The device according to the invention comprises a synthetic vision system having a terrain and obstacle database, an enhanced vision system having sensors for acquiring terrain data, a height and position sensor for determining flight status data, a display device, a processor for fusion of the data from the synthetic vision system and from the enhanced vision system, the height information generated by the synthetic vision system and the enhanced vision system being stored as pixels in a two-dimensional grid network, a graphics processor that sends the terrain data generated by means of the fusion processor to the display device while taking into account the flight status data determined by means of the height and position sensor.

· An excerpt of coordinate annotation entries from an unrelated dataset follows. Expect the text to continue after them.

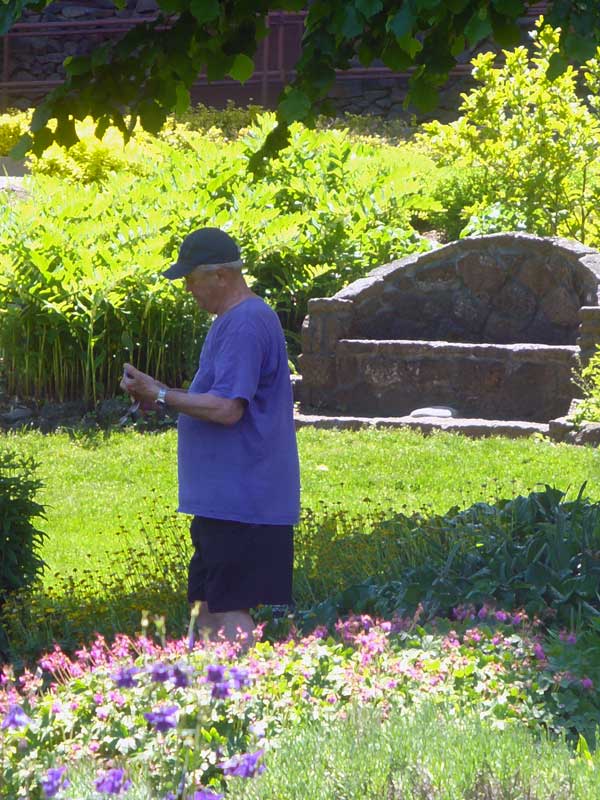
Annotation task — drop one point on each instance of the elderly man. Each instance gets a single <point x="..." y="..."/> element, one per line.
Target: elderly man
<point x="237" y="455"/>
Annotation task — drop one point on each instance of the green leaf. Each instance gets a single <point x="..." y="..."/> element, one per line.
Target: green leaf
<point x="294" y="106"/>
<point x="456" y="6"/>
<point x="65" y="133"/>
<point x="556" y="66"/>
<point x="242" y="69"/>
<point x="395" y="58"/>
<point x="183" y="98"/>
<point x="579" y="48"/>
<point x="510" y="8"/>
<point x="9" y="13"/>
<point x="478" y="27"/>
<point x="352" y="25"/>
<point x="40" y="117"/>
<point x="102" y="126"/>
<point x="506" y="33"/>
<point x="368" y="8"/>
<point x="401" y="24"/>
<point x="152" y="116"/>
<point x="77" y="65"/>
<point x="171" y="6"/>
<point x="424" y="95"/>
<point x="22" y="147"/>
<point x="365" y="54"/>
<point x="205" y="10"/>
<point x="458" y="45"/>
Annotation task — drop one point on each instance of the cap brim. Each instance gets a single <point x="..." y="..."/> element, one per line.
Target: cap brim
<point x="176" y="270"/>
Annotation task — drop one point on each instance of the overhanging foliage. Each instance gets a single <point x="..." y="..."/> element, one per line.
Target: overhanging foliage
<point x="148" y="73"/>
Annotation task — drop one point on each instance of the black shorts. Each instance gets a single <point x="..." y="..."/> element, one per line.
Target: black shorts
<point x="237" y="565"/>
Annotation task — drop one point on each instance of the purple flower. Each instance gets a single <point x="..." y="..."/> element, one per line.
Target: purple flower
<point x="220" y="691"/>
<point x="124" y="677"/>
<point x="54" y="781"/>
<point x="244" y="766"/>
<point x="240" y="677"/>
<point x="15" y="718"/>
<point x="215" y="673"/>
<point x="163" y="719"/>
<point x="538" y="652"/>
<point x="160" y="672"/>
<point x="112" y="782"/>
<point x="181" y="675"/>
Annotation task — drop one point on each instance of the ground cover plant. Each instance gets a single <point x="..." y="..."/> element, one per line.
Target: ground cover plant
<point x="362" y="473"/>
<point x="378" y="553"/>
<point x="158" y="715"/>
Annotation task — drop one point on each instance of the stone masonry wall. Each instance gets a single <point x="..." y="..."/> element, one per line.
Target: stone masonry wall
<point x="488" y="325"/>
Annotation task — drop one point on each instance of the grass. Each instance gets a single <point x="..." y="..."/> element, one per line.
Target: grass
<point x="96" y="487"/>
<point x="424" y="756"/>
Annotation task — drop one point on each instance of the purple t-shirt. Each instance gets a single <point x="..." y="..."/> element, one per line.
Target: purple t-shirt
<point x="249" y="471"/>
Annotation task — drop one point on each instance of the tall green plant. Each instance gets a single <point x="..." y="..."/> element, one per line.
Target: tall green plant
<point x="80" y="262"/>
<point x="20" y="539"/>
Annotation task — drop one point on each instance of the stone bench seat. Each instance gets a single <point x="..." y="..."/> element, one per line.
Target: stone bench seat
<point x="490" y="325"/>
<point x="501" y="381"/>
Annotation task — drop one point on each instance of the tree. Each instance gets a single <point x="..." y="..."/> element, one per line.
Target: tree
<point x="148" y="73"/>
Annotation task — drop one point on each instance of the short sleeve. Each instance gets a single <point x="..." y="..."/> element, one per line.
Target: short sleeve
<point x="238" y="358"/>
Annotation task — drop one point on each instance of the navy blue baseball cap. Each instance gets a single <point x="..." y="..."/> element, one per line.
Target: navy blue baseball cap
<point x="207" y="248"/>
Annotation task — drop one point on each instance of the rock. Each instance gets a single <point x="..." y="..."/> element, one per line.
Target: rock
<point x="111" y="410"/>
<point x="561" y="307"/>
<point x="560" y="429"/>
<point x="63" y="411"/>
<point x="72" y="12"/>
<point x="18" y="414"/>
<point x="589" y="433"/>
<point x="441" y="412"/>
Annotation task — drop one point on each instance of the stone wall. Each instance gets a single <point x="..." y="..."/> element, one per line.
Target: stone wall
<point x="488" y="325"/>
<point x="40" y="57"/>
<point x="379" y="93"/>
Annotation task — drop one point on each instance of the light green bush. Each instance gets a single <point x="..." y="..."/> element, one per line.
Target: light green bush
<point x="80" y="261"/>
<point x="523" y="154"/>
<point x="13" y="125"/>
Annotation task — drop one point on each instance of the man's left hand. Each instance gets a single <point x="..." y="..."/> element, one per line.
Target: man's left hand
<point x="140" y="386"/>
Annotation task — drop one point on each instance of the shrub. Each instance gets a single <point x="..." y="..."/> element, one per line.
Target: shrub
<point x="20" y="540"/>
<point x="527" y="142"/>
<point x="539" y="553"/>
<point x="13" y="125"/>
<point x="229" y="121"/>
<point x="80" y="281"/>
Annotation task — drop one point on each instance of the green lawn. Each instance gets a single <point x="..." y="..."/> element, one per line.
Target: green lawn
<point x="97" y="489"/>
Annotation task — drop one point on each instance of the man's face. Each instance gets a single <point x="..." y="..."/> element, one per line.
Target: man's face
<point x="206" y="287"/>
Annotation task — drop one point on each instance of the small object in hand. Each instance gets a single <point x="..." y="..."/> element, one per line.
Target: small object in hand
<point x="131" y="411"/>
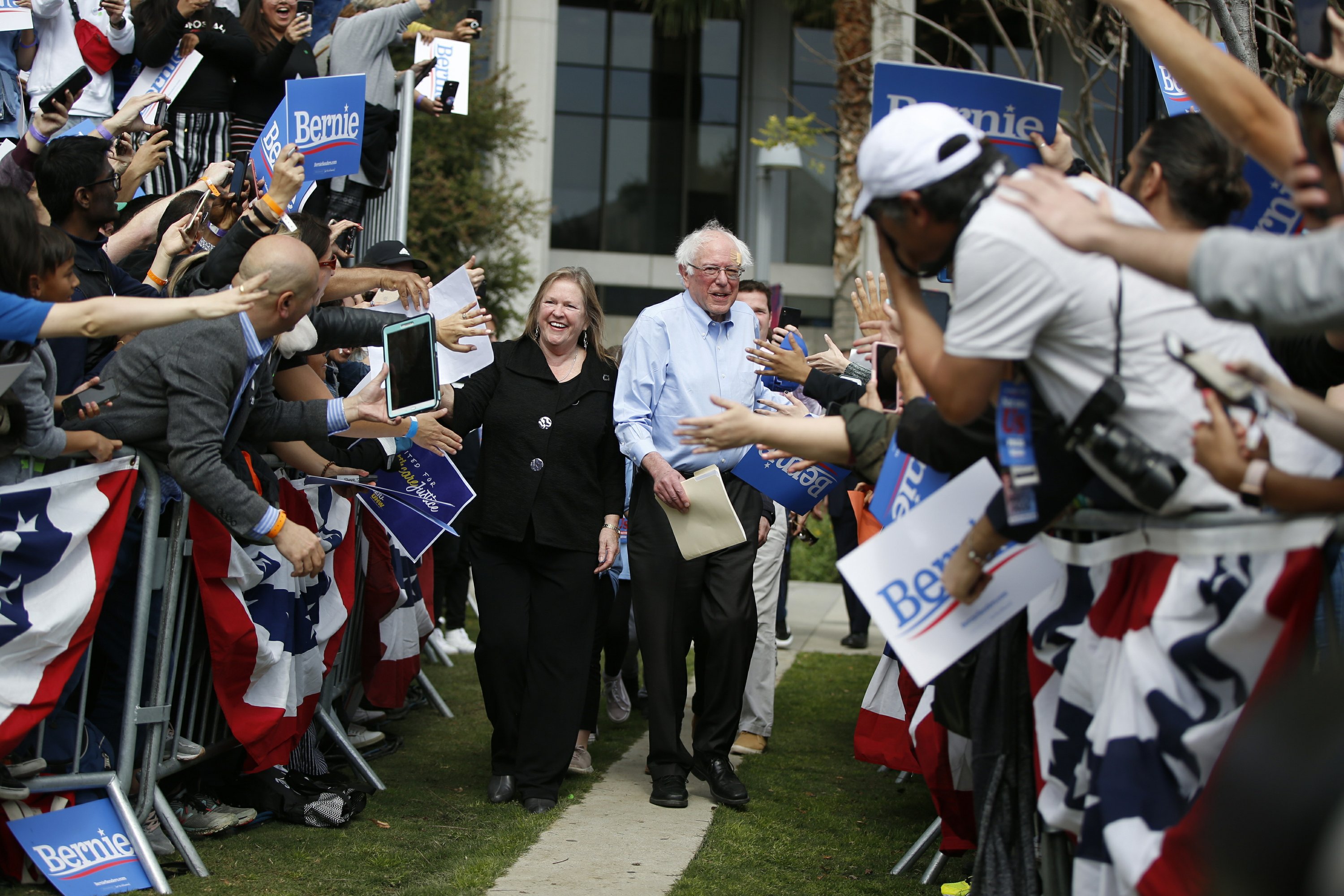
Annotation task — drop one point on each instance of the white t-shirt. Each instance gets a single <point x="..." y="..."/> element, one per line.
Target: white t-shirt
<point x="1022" y="295"/>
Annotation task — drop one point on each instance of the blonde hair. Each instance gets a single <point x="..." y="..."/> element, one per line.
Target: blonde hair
<point x="592" y="310"/>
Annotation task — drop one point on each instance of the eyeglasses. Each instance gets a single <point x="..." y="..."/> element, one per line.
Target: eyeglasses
<point x="115" y="181"/>
<point x="714" y="271"/>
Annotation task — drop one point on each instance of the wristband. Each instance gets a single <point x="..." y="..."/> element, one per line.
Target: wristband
<point x="1253" y="482"/>
<point x="279" y="526"/>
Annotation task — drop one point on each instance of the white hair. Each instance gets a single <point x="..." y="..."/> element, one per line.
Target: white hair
<point x="689" y="252"/>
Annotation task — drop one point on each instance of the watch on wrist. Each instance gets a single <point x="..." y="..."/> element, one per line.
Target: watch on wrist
<point x="1253" y="482"/>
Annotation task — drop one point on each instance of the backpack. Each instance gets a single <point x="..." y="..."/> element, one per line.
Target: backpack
<point x="299" y="798"/>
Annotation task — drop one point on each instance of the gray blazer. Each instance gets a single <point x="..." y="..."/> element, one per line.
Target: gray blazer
<point x="177" y="388"/>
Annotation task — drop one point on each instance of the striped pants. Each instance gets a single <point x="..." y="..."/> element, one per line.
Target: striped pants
<point x="198" y="140"/>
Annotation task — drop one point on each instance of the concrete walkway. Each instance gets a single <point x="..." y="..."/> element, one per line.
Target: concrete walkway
<point x="615" y="841"/>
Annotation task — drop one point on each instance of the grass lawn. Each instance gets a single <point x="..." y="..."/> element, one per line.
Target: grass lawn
<point x="819" y="823"/>
<point x="432" y="832"/>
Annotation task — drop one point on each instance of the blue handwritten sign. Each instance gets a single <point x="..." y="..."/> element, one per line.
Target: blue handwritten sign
<point x="902" y="484"/>
<point x="1272" y="207"/>
<point x="82" y="849"/>
<point x="324" y="119"/>
<point x="800" y="491"/>
<point x="1007" y="109"/>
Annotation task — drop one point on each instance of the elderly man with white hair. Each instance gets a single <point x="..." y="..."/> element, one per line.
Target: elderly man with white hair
<point x="678" y="355"/>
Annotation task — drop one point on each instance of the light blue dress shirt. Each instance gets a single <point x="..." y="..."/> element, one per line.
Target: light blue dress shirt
<point x="674" y="359"/>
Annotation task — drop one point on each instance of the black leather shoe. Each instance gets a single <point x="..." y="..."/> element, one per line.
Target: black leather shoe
<point x="724" y="782"/>
<point x="502" y="789"/>
<point x="670" y="792"/>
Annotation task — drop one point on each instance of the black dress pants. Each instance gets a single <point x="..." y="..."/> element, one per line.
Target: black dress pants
<point x="538" y="607"/>
<point x="707" y="601"/>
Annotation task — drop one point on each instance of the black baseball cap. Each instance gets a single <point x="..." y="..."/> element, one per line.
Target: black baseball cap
<point x="390" y="252"/>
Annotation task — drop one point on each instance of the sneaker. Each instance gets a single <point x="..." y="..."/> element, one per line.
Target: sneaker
<point x="159" y="841"/>
<point x="365" y="716"/>
<point x="10" y="786"/>
<point x="185" y="750"/>
<point x="457" y="638"/>
<point x="209" y="804"/>
<point x="582" y="762"/>
<point x="749" y="745"/>
<point x="362" y="738"/>
<point x="441" y="641"/>
<point x="202" y="824"/>
<point x="617" y="698"/>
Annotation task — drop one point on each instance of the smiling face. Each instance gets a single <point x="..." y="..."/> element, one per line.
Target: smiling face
<point x="561" y="318"/>
<point x="714" y="296"/>
<point x="760" y="306"/>
<point x="279" y="13"/>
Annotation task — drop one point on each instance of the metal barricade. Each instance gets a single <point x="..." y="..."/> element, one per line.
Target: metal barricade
<point x="386" y="215"/>
<point x="119" y="781"/>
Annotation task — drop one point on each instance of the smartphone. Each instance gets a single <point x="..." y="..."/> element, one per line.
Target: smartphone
<point x="77" y="81"/>
<point x="448" y="95"/>
<point x="1320" y="152"/>
<point x="1232" y="388"/>
<point x="240" y="178"/>
<point x="1314" y="30"/>
<point x="885" y="369"/>
<point x="104" y="392"/>
<point x="413" y="375"/>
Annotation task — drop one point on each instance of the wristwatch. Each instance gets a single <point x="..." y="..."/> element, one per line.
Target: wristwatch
<point x="1253" y="484"/>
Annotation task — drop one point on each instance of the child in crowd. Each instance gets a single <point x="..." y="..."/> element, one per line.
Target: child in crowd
<point x="37" y="386"/>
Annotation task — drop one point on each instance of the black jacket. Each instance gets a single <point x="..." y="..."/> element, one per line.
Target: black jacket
<point x="549" y="450"/>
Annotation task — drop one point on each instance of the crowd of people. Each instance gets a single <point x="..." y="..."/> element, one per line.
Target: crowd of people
<point x="233" y="331"/>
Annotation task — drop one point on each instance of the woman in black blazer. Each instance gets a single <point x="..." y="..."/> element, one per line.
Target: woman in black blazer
<point x="550" y="491"/>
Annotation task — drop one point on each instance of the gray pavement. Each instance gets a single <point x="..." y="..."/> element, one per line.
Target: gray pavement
<point x="613" y="841"/>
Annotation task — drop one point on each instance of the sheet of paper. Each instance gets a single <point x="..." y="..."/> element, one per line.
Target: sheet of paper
<point x="711" y="524"/>
<point x="14" y="18"/>
<point x="898" y="575"/>
<point x="168" y="80"/>
<point x="447" y="297"/>
<point x="452" y="62"/>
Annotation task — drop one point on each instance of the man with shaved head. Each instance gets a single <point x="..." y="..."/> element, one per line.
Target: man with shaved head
<point x="190" y="393"/>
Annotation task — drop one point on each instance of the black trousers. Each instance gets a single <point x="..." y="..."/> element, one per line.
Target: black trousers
<point x="707" y="601"/>
<point x="612" y="606"/>
<point x="538" y="613"/>
<point x="452" y="574"/>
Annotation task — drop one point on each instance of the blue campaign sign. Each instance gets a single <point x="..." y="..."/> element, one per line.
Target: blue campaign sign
<point x="902" y="484"/>
<point x="82" y="849"/>
<point x="326" y="120"/>
<point x="1007" y="109"/>
<point x="800" y="491"/>
<point x="1272" y="207"/>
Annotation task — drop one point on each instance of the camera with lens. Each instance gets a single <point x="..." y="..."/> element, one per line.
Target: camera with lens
<point x="1150" y="476"/>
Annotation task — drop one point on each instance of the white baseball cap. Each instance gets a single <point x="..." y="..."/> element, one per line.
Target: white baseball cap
<point x="901" y="152"/>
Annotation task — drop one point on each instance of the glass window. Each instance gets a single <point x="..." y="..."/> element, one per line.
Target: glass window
<point x="812" y="191"/>
<point x="647" y="142"/>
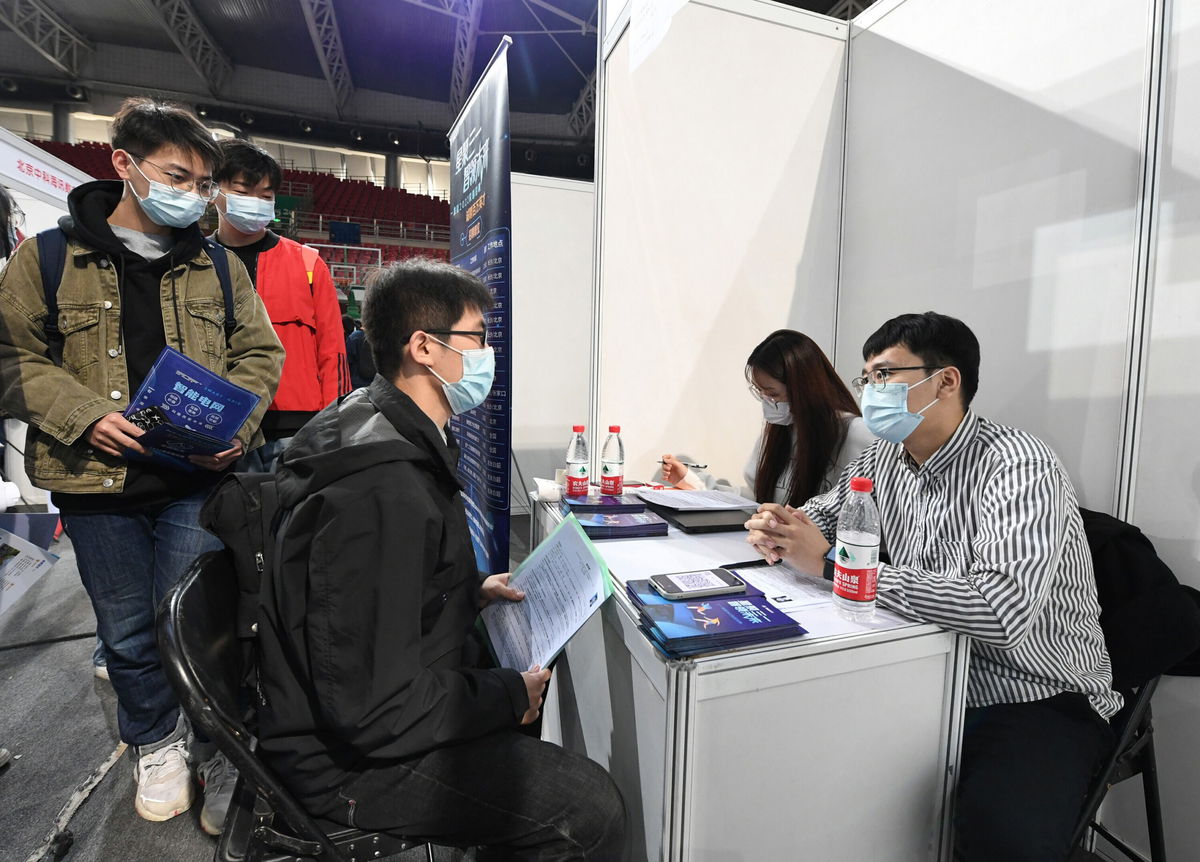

According to the invention, the fusion processor uses an error function when inserting a pixel into the two-dimensional grid network, the error function providing an estimate of the size of the respective cell, in which the pixel is stored, from the distance of the pixel from the sensor position. In addition to the measured distance between the pixel and the sensor position, other known sensor- or navigation-specific parameters may also be taken into account.
Advantageously, the two-dimensional grid network represents a parameterization of the tangential surface of the terrestrial sphere with a hierarchical non-regular structure and a predeterminable maximum number of cells, the center of the grid network imaging the position of the sensor of the enhanced vision system. The number of cells is not constant, since it depends on the refinement of the cell structure. For the case of the maximum refinement level of a cell, the maximum resolution resulting therefrom may be calculated.
The processor for fusion of the data from the synthetic vision system and from the enhanced vision system will also be referred to below as a ground pixel container.
The present invention involves the combination of the two systems, a so-called enhanced synthetic vision system (ESVS), i.e., the fusion of available terrain and obstacle information that are stored in databases, and 3D sensor data (for example LADAR, RADAR) that are already available in a classified form owing to prior segmentation.
The present invention combines the advantages of synthetic vision systems and enhanced vision systems by real-time segmentation of 3D terrain data acquired by a sensor and fusion thereof with existing terrain and obstacle data from a database. The segmentation of the sensor data in this case decides on a pixel basis whether the respective pixel is to be classified as part of the terrain or as an obstacle. The segmentation is carried out according to methods known from the prior art.
While the pixels classified as obstacles are treated as a 3D point cloud, the so-called “ground pixels” are stored in the ground pixel container. This ground pixel container represents an adaptive grid (i.e., corresponding to the accuracy of a measurement point) that corresponds via its cells to direct sampling of the Earth's surface. Each cell respectively receives a data value, which is then to be considered as a height value for the complete spatial extent of the cell. The ground pixel container in this case supports the “See & Remember” concept, i.e., every spatial region that has been sampled once is stored first in the ground pixel container and subsequently in a database.